Na continuidade da nossa observação tivemos oportunidade de vivenciar na data escolhida pela docente seu projeto; acompanhamos a leitura do trecho da novela Issao e Guga25. As crianças se mantinham dispersas em alguns momentos, outras pareciam mais atentas, porém há um ponto em comum, posso destacar a vontade de interferir durante a narrativa, pois havia uma necessidade de se posicionar e obter respostas para as perguntas que vão se formando, que não integram de maneira literal o texto, deflagrando outras interpretação, conforme segue no relato abaixo:

Após a leitura uma das crianças sentadas na frente levanta a mão. Carlos: Guga é nome de menino ou menina? (A professora fica pensativa, então diz que o nome pode ser usado para menino ou menina). Outra criança interrompe. Maria Clarice: Acho que é de menino, tem o Guga da sandália. Logo outra criança, procura responder antes da professora. Jackson: Guga não é nome, e apelido, ele tem outro nome (Diário de campo-18.08.2016).

Esse modo transversal, desconexo, aguça nossa percepção para uma realidade bastante aparente que durante a inquietação de uma criança, outra tenta dar a resposta, e acaba colocando novas questões sobre o mesmo ponto de vista, e que isso se amplia com muita agilidade entre elas. As crianças formulam conceitos, como acontecimentos, elas não se baseiam completamente na realidade que possuímos para traçar seus pensamentos. Os conceitos expostos pelas crianças são conhecimentos plurais, muito provenientes de si mesmos, e se multiplicam, agem em rede com outras crianças, assinalando um conhecimento singular, tal como aponta Deleuze (2000, p. 141), relatando a característica dos conceitos:

Mas o próprio conceito é um tipo de acontecimento, de modo que o rosto é um acontecimento puro quando é tomado como conceito. isso não quer dizer que ele não seja “conhecimento”. Ele é conhecimento, só que conhecimento de si e do “puro acontecimento”. Daí por que a sua função não é recobrir algo de concreto no real, ainda que o real seja a sua matéria de atualização. Em Deleuze, todo conceito é uma virtualidade e uma multiplicidade.

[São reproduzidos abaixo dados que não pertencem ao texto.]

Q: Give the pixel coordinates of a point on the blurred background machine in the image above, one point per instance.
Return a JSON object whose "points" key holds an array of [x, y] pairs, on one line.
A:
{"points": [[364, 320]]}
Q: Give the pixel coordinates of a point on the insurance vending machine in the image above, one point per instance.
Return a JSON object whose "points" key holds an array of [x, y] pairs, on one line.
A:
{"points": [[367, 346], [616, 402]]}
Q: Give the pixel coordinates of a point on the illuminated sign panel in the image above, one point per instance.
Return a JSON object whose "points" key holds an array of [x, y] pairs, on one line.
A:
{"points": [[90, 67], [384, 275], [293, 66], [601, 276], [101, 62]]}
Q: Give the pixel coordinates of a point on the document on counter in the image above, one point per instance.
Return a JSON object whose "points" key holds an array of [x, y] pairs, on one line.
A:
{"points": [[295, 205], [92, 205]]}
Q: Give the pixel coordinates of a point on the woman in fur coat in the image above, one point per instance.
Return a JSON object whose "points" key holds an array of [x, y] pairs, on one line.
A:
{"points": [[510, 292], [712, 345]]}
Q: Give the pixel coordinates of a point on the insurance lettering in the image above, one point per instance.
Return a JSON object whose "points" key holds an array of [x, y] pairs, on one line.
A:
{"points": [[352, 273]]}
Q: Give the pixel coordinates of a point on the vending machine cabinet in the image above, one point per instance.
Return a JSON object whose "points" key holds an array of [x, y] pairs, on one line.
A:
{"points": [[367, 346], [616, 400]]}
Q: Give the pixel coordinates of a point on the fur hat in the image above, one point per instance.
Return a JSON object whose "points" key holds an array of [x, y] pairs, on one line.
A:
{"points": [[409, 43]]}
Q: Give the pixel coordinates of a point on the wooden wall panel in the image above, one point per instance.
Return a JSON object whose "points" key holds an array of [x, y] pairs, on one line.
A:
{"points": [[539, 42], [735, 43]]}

Esse conhecimento descrito por Deleuze (2000) revela uma pura criação, que acontece durante aula, fora dela, está em constante flutuação, colocando em evidência a multiplicidade do pensamento. Todavia, a docente percebeu essas conexões, que dão o tom à sua abordagem, mudando foco, iniciando uma conversa sobre a diferença dos nomes em outros países, algo puramente fora do contexto proposto na novela, mas que indiretamente traçou outra rota, dado exclusivamente pelas crianças sobre a característica exótica dos nomes.

25 Issao e Guga possui introdução e dez capítulos. Este material tem conteúdos para dois anos, ou seja, para o 2º e 3º anos. Foi produzido pelo filósofo Matthew Lipman.

A docente, quando percebe que sua argumentação seguiu o caminho das crianças, tentou pôr fim à discursão, dizendo que esse não era o aspecto mais importante da leitura. Em contrapartida as crianças pareciam ter identificado esse aspecto como uma forma de pensamento, que não estava planejada, ou poderia ser previsto. Após esse momento ela solicitou um pequeno texto feito pelas crianças, sobre a interpretação inicial da novela, com perguntas instrumentalizadas, como: “quem eram os personagens? O que faziam?” Essa atividade foi realizada, mas de forma dispersa, e algumas não conseguiram captar esses aspectos mais instrumentais, dando atenção a outros pontos como a questão do nome, além da questão das férias de Guga, conversando sobre a saudade das férias, o que foi feito nelas.

O momento do projeto causou uma maior descontração, conversas paralelas sobre o que estava sendo proposto na turma. Nas próximas semanas de observações mantivemos o mesmo formato, permanecemos no final da sala, e ainda assim observando o intervalo de 20 minutos, para que pudéssemos acompanhar as expressões de pensamento, do filosofar que acontecem pelas arestas das fileiras de bancas, sem necessária vinculação ao projeto.